The discovery of six comets made 2008 a truly stellar year for Italian astronomer Andrea Boattini.
He spends solitary nights keeping vigil on the heavens at Mount Lemmon Observatory in Arizona – looking for cosmic debris hurtling through the inner Solar System.
Two telescopes in Arizona and one in Australia are conducting the Catalina Sky Survey – part of a Nasa project to find and track near-Earth objects (NEOs).
Six comets in one year is the most found by an Italian astronomer since the mid-19th Century, even if it is not a world record.
Asteroids are far more common in the Solar System and potentially more hazardous to Earth. Mostly they are rockier, smaller and less spectacular than comets, so usually they are harder to find. There is a vast belt of asteroids between Mars and Jupiter.
‘More Predictable’
In 1998, Nasa started compiling an inventory of NEOs larger than one kilometre (0.62 miles) in diameter.
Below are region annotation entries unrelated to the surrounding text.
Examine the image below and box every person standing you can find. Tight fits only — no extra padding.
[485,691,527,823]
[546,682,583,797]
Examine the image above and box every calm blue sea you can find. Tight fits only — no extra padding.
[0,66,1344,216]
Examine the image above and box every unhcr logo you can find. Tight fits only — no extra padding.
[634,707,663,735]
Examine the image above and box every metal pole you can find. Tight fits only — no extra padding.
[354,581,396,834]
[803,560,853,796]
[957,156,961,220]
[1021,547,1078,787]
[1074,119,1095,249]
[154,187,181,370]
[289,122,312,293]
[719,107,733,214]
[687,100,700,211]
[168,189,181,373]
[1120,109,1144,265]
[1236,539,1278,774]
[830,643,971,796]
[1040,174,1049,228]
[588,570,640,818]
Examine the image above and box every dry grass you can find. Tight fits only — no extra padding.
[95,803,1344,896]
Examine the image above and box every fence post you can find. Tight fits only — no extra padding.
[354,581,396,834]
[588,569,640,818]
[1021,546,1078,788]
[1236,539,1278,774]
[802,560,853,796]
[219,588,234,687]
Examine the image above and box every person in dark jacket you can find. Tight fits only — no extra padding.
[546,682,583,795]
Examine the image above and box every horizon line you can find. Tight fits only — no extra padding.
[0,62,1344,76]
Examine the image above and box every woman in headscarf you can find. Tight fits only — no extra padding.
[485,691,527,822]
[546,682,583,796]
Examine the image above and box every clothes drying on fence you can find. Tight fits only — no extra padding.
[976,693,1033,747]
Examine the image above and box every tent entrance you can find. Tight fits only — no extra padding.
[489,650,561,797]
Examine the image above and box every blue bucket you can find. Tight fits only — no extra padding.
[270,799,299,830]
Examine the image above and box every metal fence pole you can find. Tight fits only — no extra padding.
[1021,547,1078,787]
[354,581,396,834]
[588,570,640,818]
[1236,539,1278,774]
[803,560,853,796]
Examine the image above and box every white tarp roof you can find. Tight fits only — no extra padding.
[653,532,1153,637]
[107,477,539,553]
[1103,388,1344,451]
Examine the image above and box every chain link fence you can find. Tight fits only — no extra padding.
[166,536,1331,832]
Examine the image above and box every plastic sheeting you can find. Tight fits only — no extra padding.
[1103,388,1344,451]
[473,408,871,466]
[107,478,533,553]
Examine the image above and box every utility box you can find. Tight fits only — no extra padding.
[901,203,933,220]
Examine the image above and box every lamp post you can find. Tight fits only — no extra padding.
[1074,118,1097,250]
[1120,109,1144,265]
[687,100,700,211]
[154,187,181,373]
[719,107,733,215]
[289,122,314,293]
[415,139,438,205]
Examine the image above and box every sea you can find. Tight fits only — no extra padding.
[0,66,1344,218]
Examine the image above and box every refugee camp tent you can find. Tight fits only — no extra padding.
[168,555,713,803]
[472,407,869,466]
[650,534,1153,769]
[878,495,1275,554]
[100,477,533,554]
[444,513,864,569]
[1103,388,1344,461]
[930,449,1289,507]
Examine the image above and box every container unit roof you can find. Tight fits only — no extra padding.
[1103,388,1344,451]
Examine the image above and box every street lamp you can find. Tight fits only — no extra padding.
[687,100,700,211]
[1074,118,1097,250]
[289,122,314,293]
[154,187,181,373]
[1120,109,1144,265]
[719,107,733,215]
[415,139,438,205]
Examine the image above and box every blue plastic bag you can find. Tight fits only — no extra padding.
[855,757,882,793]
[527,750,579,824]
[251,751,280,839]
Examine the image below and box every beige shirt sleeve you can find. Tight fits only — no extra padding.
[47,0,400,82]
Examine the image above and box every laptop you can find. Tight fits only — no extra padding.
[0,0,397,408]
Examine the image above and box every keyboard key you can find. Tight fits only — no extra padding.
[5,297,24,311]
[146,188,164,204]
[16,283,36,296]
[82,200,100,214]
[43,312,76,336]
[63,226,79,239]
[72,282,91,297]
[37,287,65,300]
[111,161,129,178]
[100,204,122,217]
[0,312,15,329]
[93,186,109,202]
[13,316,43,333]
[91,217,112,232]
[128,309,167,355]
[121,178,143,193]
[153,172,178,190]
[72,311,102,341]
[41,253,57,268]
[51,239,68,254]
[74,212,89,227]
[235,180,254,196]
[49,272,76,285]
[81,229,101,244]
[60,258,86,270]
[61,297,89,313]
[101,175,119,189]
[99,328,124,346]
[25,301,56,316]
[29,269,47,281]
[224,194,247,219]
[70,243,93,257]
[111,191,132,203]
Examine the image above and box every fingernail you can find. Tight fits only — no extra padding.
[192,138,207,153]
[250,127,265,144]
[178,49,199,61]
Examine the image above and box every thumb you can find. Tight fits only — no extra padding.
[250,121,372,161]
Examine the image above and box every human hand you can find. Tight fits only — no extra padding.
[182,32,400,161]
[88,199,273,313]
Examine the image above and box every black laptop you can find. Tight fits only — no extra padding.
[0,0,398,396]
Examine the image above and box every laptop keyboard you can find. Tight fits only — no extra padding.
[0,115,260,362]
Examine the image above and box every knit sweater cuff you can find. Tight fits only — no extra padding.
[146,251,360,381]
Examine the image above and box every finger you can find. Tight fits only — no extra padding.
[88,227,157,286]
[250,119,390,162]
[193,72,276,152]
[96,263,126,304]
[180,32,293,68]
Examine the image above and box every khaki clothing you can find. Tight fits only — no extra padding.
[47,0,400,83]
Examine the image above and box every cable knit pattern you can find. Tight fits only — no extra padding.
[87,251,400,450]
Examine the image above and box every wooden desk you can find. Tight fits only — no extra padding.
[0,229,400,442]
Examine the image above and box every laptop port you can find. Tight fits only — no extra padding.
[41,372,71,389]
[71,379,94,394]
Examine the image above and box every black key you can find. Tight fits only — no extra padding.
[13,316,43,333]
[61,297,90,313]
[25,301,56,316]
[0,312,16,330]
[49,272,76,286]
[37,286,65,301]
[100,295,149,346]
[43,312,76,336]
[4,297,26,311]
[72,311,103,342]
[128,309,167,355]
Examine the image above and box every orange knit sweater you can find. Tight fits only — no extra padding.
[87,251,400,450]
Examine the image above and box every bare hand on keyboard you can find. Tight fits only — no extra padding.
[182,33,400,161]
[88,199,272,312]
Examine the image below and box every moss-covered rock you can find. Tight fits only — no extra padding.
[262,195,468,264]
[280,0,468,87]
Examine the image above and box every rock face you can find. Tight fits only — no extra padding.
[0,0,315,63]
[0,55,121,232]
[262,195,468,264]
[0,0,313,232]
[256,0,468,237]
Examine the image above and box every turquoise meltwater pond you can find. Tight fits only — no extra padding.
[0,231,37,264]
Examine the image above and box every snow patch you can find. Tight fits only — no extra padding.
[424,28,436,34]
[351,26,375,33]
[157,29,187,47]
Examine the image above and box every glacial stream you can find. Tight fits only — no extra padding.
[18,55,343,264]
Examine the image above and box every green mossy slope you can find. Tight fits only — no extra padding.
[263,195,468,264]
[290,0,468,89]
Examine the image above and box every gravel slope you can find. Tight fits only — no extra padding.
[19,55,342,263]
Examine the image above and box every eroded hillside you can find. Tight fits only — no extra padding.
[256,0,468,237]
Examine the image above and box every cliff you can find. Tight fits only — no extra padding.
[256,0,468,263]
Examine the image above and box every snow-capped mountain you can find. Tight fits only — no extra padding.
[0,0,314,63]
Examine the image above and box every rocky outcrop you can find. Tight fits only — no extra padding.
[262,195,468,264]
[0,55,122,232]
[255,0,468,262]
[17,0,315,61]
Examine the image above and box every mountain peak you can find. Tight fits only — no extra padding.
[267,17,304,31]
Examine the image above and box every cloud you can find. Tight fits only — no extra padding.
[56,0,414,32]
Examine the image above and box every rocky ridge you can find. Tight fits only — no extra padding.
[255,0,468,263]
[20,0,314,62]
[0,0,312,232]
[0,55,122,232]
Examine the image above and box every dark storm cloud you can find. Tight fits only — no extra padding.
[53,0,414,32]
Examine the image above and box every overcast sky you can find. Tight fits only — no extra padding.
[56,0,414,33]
Don Yeomans, head of the NEO programme at the Jet Propulsion Laboratory (JPL) in Pasadena, California, says his team has found 763 asteroids and 82 comets in that category. That is 81% of the estimated total of near-Earth asteroids wider than 1km.
“It’s getting much more predictable. Before 1998 we hadn’t found many and didn’t do much follow-up,” he told BBC News.
But he admits that the new task set for the US space agency in 2005 – to log NEOs as small as 140m (460ft) in diameter – is much harder. The target is to find 90% of them by 2020.
An object is classed as an NEO if it comes within 45 million km (28 million miles) of Earth’s orbit. Astronomers call that within 0.3 astronomical units (AU) – one unit being the distance of the Earth from the Sun. If the distance is only 0.05AU or less it is a potentially hazardous object.
The rationale for the project is that, while the chances of a NEO smashing into Earth are very slim, it would only take one to cause a global catastrophe and perhaps wipe out mankind. Even one smaller than 140m in diameter could cause a continental disaster – a giant fireball or a tsunami.
A rock about 50m wide which exploded over the Tunguska region of Siberia in 1908 levelled a vast area of forest and the impact energy was comparable to a modern nuclear weapon.
The impact of comet Shoemaker-Levy 9 in 1994 inflicted giant bruises on Jupiter, even though the comet was tiny in comparison with the giant gaseous planet.
Impact Alert
Yet the NEO team’s observations are paying dividends, in terms of early warning of a hazard.
A major success was the first ever accurate prediction of an Earth impact, last October. The Arizona observatory spotted a two-metre space rock heading for Earth and predicted exactly when and where it would land. The rock exploded in an empty part of northern Sudan, within a day of discovery.
“We have to react very fast, especially when objects are very close to Earth,” Mr Boattini told BBC News.
He said the 10-member Catalina team – one of three doing the NEO survey – had found 70% of the NEOs in the past year.
His digital cameras take a 30-second exposure of a specific area of sky, then keep going until there are 12 images of 12 different fields. Then the whole process is repeated, so finally there are four images for each field, and each image is separated from the next one by a 10-minute interval. A computer then picks up and displays the motion of a NEO.
Mr Yeomans says new wide-field telescopes specially designed for the sky survey will be operational in the next few years and “should improve the discovery rate by a factor of about 40”.
One of the new telescopes, called PanSTARRS, will be installed in Hawaii.
“The idea is to have four telescopes co-located, all pointing at the same region of sky,” Mr Yeomans said.
The NEO team also uses two radar telescopes – one in California’s Mojave desert, the other at Arecibo, in Puerto Rico. “Radar gives you range – the distance between the observer and the asteroid, so it’s a more powerful data set,” he explained. But the radar facilities are much in demand for other space projects.
The aim is to find NEOs 20 or 30 years before they come close to Earth – and that is already achievable, Mr Yeomans says. If necessary, a craft could be sent up to deflect it – and a big space rock might require a nuclear explosion to push it away from Earth.
In April 2029, an asteroid called Apophis will come within five Earth radii – below the orbits of geosynchronous satellites, “but we can already rule out an Earth impact,” Mr Yeomans told BBC News.
Space probes are increasingly sending back a rich harvest of data about asteroids and comets – again making their behaviour more predictable.
Comets streak towards the Sun from the outer Solar System or beyond, usually leaving a tail millions of kilometres long as solar radiation reacts with their ice particles.
Mr Yeomans said the Stardust mission (1999-2006) indicated that comets “are surprisingly fragile”. The comet has a density of less than 1g per cubic cm – less than water’s density – and may have “interior voids”, he said.